Pengembalian ini dilakukan menjelang agenda sidang pemeriksaan terdakwa.
Kepala Seksi Penerangan Hukum (Kasi Penkum) Kejaksaan Tinggi Kepulauan Bangka Belitung (Kejati Babel), Romza Septiawan, mengungkapkan bahwa uang tersebut diserahkan oleh kuasa hukum terdakwa, Apri Anggara & Assc.

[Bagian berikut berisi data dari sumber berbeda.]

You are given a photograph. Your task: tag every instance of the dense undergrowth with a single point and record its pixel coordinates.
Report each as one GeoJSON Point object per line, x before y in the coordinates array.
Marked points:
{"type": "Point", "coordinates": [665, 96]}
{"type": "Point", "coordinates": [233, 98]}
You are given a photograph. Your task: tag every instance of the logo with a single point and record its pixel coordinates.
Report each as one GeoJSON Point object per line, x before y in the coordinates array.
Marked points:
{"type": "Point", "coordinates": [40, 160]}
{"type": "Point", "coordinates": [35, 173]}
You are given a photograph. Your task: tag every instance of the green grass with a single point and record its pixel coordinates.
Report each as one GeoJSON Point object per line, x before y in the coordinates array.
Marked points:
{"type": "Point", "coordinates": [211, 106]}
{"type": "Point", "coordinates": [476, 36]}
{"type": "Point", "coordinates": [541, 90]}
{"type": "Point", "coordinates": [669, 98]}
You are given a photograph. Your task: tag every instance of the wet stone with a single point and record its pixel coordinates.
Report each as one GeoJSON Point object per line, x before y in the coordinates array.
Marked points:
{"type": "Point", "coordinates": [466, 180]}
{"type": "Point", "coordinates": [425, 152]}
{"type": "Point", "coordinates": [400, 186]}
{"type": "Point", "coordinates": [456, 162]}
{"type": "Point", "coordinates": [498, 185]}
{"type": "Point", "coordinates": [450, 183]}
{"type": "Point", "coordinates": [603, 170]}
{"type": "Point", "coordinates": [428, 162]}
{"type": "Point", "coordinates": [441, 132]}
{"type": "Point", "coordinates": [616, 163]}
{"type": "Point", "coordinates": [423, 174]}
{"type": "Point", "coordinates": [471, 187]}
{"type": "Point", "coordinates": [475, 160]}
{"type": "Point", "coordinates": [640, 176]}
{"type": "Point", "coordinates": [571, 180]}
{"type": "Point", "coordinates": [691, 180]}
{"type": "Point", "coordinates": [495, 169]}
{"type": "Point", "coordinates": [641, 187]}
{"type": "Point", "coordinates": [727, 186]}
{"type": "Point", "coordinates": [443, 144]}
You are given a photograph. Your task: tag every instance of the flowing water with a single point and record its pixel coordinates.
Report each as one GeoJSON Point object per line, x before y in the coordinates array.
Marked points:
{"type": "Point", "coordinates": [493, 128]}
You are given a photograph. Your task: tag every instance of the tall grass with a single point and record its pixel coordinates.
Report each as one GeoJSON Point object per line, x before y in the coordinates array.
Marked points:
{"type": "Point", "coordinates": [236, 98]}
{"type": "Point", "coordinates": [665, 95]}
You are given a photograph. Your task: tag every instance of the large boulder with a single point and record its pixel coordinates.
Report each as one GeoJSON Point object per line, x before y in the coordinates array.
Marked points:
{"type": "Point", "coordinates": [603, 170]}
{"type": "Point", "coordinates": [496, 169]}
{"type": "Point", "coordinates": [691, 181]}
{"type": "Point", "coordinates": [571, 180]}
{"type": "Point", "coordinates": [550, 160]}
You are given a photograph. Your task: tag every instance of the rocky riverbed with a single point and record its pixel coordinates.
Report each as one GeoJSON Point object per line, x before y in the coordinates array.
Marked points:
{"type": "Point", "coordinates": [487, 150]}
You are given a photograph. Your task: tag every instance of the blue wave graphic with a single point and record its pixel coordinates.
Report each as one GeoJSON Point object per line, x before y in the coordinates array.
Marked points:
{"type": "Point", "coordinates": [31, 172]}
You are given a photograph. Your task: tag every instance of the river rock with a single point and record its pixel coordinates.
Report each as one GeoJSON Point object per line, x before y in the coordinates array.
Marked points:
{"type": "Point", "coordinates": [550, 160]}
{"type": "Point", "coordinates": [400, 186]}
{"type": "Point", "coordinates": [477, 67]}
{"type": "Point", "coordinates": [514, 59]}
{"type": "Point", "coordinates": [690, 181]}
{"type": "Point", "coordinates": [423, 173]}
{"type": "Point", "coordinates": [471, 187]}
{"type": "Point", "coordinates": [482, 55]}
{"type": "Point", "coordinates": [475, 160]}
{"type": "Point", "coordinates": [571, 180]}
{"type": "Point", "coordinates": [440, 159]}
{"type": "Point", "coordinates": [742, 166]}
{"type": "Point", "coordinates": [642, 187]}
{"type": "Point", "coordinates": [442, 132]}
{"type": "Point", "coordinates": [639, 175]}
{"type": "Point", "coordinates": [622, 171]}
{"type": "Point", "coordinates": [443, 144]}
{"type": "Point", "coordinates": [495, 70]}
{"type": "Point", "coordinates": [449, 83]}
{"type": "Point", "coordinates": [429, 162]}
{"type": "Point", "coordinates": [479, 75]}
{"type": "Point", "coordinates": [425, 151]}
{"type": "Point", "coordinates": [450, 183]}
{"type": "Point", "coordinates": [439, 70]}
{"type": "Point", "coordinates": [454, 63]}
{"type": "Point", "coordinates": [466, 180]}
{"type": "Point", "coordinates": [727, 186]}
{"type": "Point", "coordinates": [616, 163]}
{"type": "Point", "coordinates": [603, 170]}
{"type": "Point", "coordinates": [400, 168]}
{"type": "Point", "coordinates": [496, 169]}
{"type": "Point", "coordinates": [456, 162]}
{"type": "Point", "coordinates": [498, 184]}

BACA JUGA: Herman Fu Kembalikan Kerugian Keuangan Negara
“Uang diserahkan kepada Tim Penuntut Umum Kejati Babel dengan didampingi Penuntut Umum Kejaksaan Negeri Bangka Tengah di Kantor Kejati Babel,” ujar Romza, Jumat (10/7/2026).
Diajukan sebagai Barang Bukti Sidang
Setelah menerima uang tersebut, tim penuntut umum akan segera mengambil langkah hukum lanjutan untuk memperkuat pembuktian di persidangan.
”Penuntut umum akan mengajukan permohonan penetapan kepada Majelis Hakim Pengadilan Tindak Pidana Korupsi (Tipikor) pada Pengadilan Negeri Pangkalpinang agar uang tersebut ditetapkan sebagai barang bukti dalam perkara a quo,” jelas Romza.